Player True Shooting Usage
Player True Shooting Usage
Kyrie Irving 56.6% 28.7%
Ja Morant 55.6% 25.9%
Blake Griffin 54.9% 27.3%
Luka Dončić 54.5% 30.5%
Donovan Mitchell 54.1% 29.1%
LaMelo Ball 53.9% 26.1%
Trae Young 53.9% 28.4%
Jahlil Okafor 53.6% 27.3%
Anthony Edwards 52.3% 27.0%
Collin Sexton 52.0% 25.2%
Cade Cunningham 50.4% 27.5%
Dion Waiters 49.2% 26.1%
DeMarcus Cousins 48.4% 27.2%
Michael Carter-Williams 48.0% 25.7%
Josh Jackson 48.0% 26.0%
Dennis Smith Jr. 47.3% 28.9%
Kemba Walker 46.4% 25.2%
Emmanuel Mudiay 43.7% 25.7%

This one stat doesn’t mean that Cunningham’s career is doomed, and he already boasts supplementary skills that the likes of Waiters never developed. But his sophomore season will go a long way toward demonstrating whether he’s likely to ever be the no. 1 scoring option on a contender.

Orlando Magic: 2012

This number is important for the Magic because 2012 is the last time their offense ranked in the top half of the league in efficiency. That summer, of course, the Magic traded Dwight Howard, and in the decade since, their offensive rating each year has ranked, per CtG: 27th, 29th, 27th, 17th, 28th, 25th, 22nd, 21st, 29th, 30th. Last year’s Magic ranked last—even with a delightful rookie campaign from Franz Wagner—because they didn’t make 3s, didn’t get to the line, and didn’t rebound their own misses; they also turned the ball over at a high rate. Nothing went right for the offense.

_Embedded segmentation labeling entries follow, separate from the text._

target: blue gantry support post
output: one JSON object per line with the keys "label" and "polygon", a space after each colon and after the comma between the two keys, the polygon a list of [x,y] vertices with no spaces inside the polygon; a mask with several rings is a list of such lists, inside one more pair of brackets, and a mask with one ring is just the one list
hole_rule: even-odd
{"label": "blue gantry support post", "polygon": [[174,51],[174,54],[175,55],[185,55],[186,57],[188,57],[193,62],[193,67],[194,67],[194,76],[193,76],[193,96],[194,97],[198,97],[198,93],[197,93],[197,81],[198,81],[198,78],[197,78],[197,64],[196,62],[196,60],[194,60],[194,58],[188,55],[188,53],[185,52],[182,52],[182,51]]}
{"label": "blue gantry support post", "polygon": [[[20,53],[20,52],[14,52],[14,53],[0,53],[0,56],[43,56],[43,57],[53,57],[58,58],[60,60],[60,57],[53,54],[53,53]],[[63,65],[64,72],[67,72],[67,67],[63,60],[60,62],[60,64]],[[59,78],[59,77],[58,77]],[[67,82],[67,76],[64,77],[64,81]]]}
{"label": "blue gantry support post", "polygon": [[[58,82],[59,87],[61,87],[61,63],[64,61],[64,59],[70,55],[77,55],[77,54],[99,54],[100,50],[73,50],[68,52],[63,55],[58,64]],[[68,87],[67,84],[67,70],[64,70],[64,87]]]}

But now, no. 1 pick Paolo Banchero arrives, with potential bursting at his jersey’s seams. The Wagner-Banchero–Wendell Carter Jr. frontcourt could be great. At the very least, it shouldn’t rank last on offense again.

Indiana Pacers: 25

The Pacers won only 25 games last season—their worst total since the mid-1980s, soon after Herb Simon bought the franchise. Before last season, they hadn’t won fewer than 32 games in a season since the ’80s. So even though Indiana boasts the lowest over-under in the Eastern Conference and is tied for the second lowest in the NBA, one wonders just how far it’ll go to tank when that has never been the modus operandi.

Even last season, when the Pacers traded Domantas Sabonis, they still acquired in return Tyrese Haliburton and Buddy Hield, who could help the team retain at least a semblance of competitiveness on a nightly basis. But now, the Pacers have two of the top trade targets around in Hield and Myles Turner, who is in a contract year. Will Indiana dive into a total tank, when the return would center around picks that won’t convey for another three to five years? It’s weird to say about a team expected to lose 50-some games again, but the answer could swing the 2022-23 title race.